Disease Prediction Using Graph Machine Learning Based on Electronic Health Data: A Review of Approaches and Trends
Round 1
Reviewer 1 Report
The works look fine but, the similarity report shows that it has a high percentage of similarity with other work.
Author Response
This is our own paper and original submission without peer review. We took a similarity report. We did not find a single sentence entirely copied and pasted from that report. We still went through the manuscript and took steps to reduce the similarity percentage of this revised manuscript.
Reviewer 2 Report
The authors presented a review article on recent published research studies about disease prediction using graph machine learning. The paper is nicely structured with sufficient background information and terminology. The graphical illustration of shallow embedding and GNN is clear. Advantages and disadvantages of discussed GNN models are clearly provided with clarity. Overall, the paper has merit to be published in Healthcare. There are a few points that I would like to ask the authors to consider before it can be published:
1) There are some typos/formatting issues in the paper. For example, Line 109 (three keywords is written, but there are more than three keywords in the example provided), Line 134 (correct section index), Table 1 and 2 (if you are to provide the authors name, please make it consistent, since some references do not have authors' name listed).
2) Figure 1 and 2 needs to be colored. It is hard to tell the grayscale difference in part (a) and (b) when the nodes and data are presented.
3) Explain all terms in equations used in this paper. Definition of some parameters are missing. For example, N(u) is equation 1, theta term in equation 3, H(l) is equation 5. Also when the acronyms are first used, provide the entire spell (e.g., Line 262, Long short-term memory?)
4) Another suggestion is to provide a few graphical examples for node classification and link prediction from the reviewed literature so that the real data can be visualized.
Author Response
(1) Thank you for this valuable comment.
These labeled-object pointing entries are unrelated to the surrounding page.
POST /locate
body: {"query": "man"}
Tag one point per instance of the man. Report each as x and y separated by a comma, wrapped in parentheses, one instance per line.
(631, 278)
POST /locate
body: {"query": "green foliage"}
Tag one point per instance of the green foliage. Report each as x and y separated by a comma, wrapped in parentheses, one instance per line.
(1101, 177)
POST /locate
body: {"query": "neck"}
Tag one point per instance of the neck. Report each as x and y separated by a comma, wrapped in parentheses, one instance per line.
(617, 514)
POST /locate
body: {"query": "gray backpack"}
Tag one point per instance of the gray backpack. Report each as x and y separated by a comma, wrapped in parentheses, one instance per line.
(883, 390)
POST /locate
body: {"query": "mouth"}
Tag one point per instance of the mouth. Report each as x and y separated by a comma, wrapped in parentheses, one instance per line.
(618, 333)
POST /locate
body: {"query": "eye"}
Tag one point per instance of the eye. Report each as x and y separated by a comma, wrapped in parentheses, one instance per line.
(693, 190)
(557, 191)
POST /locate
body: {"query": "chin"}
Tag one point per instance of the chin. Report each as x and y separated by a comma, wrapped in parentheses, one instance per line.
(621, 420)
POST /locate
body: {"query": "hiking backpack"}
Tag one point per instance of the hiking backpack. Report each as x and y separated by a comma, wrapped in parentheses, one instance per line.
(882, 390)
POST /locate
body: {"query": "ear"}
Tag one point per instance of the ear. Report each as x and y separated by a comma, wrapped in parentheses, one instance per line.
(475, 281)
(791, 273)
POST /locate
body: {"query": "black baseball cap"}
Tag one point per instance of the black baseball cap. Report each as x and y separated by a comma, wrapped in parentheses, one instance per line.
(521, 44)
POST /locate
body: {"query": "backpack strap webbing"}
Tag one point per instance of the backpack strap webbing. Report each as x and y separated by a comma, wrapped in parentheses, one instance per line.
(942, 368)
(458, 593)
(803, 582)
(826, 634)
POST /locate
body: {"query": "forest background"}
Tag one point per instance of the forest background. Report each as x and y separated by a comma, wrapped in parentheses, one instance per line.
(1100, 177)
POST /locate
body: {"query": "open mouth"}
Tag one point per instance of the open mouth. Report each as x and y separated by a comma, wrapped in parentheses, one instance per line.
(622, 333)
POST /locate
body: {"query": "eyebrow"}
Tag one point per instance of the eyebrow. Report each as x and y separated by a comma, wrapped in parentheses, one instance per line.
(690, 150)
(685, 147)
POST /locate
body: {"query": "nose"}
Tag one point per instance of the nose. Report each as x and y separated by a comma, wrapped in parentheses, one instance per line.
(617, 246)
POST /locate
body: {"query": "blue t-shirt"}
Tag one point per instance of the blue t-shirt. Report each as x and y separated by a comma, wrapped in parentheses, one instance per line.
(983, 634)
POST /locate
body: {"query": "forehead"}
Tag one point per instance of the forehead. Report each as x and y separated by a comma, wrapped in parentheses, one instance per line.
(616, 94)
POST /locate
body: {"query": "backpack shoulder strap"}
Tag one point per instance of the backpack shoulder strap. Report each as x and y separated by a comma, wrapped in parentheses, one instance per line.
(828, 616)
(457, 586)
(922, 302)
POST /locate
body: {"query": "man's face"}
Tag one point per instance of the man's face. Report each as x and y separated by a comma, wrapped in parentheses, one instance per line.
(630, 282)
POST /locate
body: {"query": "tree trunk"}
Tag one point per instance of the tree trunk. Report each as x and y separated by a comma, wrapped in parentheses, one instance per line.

We fixed the typos and formatting issues in the paper. Please see highlighted text in page 3, line 125 and Page 13.
(2) We changed the figures in coloured, please see revised manuscript figure 1 and 2.
(3) We added the definition, please check line 212, 242 and 259, and abbreviation table in appendix.
(4) Thank you for this comment. We added the graphical examples, please see Figure 7.
Reviewer 3 Report
Overall, the manuscript is very well written. Please find below my remarks regarding the paper:
1 1) The manuscript has done an excellent job in reviewing the use of graph machine learning in the prediction of diseases from electronic health records. The quality of writing is also very well.
2 2) It would be very interesting if the authors could discuss elaborately on the kinds of diseases that have been predicted using graph machine learning algorithms. Also a description of the health data (such as the type of data, the size of data, quality of data, and any other details) that have been used.
3 3) Please ensure consistency in Table 2. In the ‘reference’ column, the third row is written as [67], but it is different in other rows.
4 4) Also in table 2, for the work by Santamaria [65], the area under the ROC curve is given as 0.74. However, multiple diseases have been predicted. Therefore it needs to be made clear the disease for which the area under ROC curve is 0.74. What about other diseases? The same question is valid for the work shown in the next row [67].
5 5) Future directions (Section 4) require more in-depth discussion. It would be great if authors could go into more detail about what kind of prediction is important and how to go about it in further details.
Author Response
(1) Thank you for your comment.
(2) Thank you for this feedback. We added a description of the health data in Table 1, please see the revised paper.
(3) We fixed this issue, please check table 1 in revised manuscript, thank you.
(4) There was only one under the ROC curve because they were making a multi-class prediction. For example, they are five labels in the dataset, and they used one model to predict these diseases.
(5) Thanks for the comment. We added “Moreover, in addition to the diseases mentioned above. Other diseases, such as COVID-19 and Thyroid, are current diseases of concern. It is also worth investigating how to use graph machine learning techniques to predict these diseases.” in section 6.3. Please see the revised manuscript line 542 - 545.
Reviewer 4 Report
Dear authors,
It has been a pleasure to review this manuscript. The paper reflects the hard work you have put into performing it. However, I have some suggestions in order to improve this paper:
-there are studies reflecting performed during the COVID pandemic period which deserve our attention ( ie: https://www.mdpi.com/2075-1729/11/11/1281)
- what about papers regarding the pediatric population? ( ie : https://www.mdpi.com/1648-9144/57/4/395)
-it would be helpful to add an abbreviation section
Author Response
Thanks for the comment. We reviewed these papers and the abbreviation table in the revised manuscript. Please see the revised manuscript line 542 – 545 and appendix.
Round 2
Reviewer 2 Report
The authors have addressed the points listed from the first round of review. Therefore, I would like to recommend the publication of this paper.
Reviewer 3 Report
I am happy with the changes made by the authors.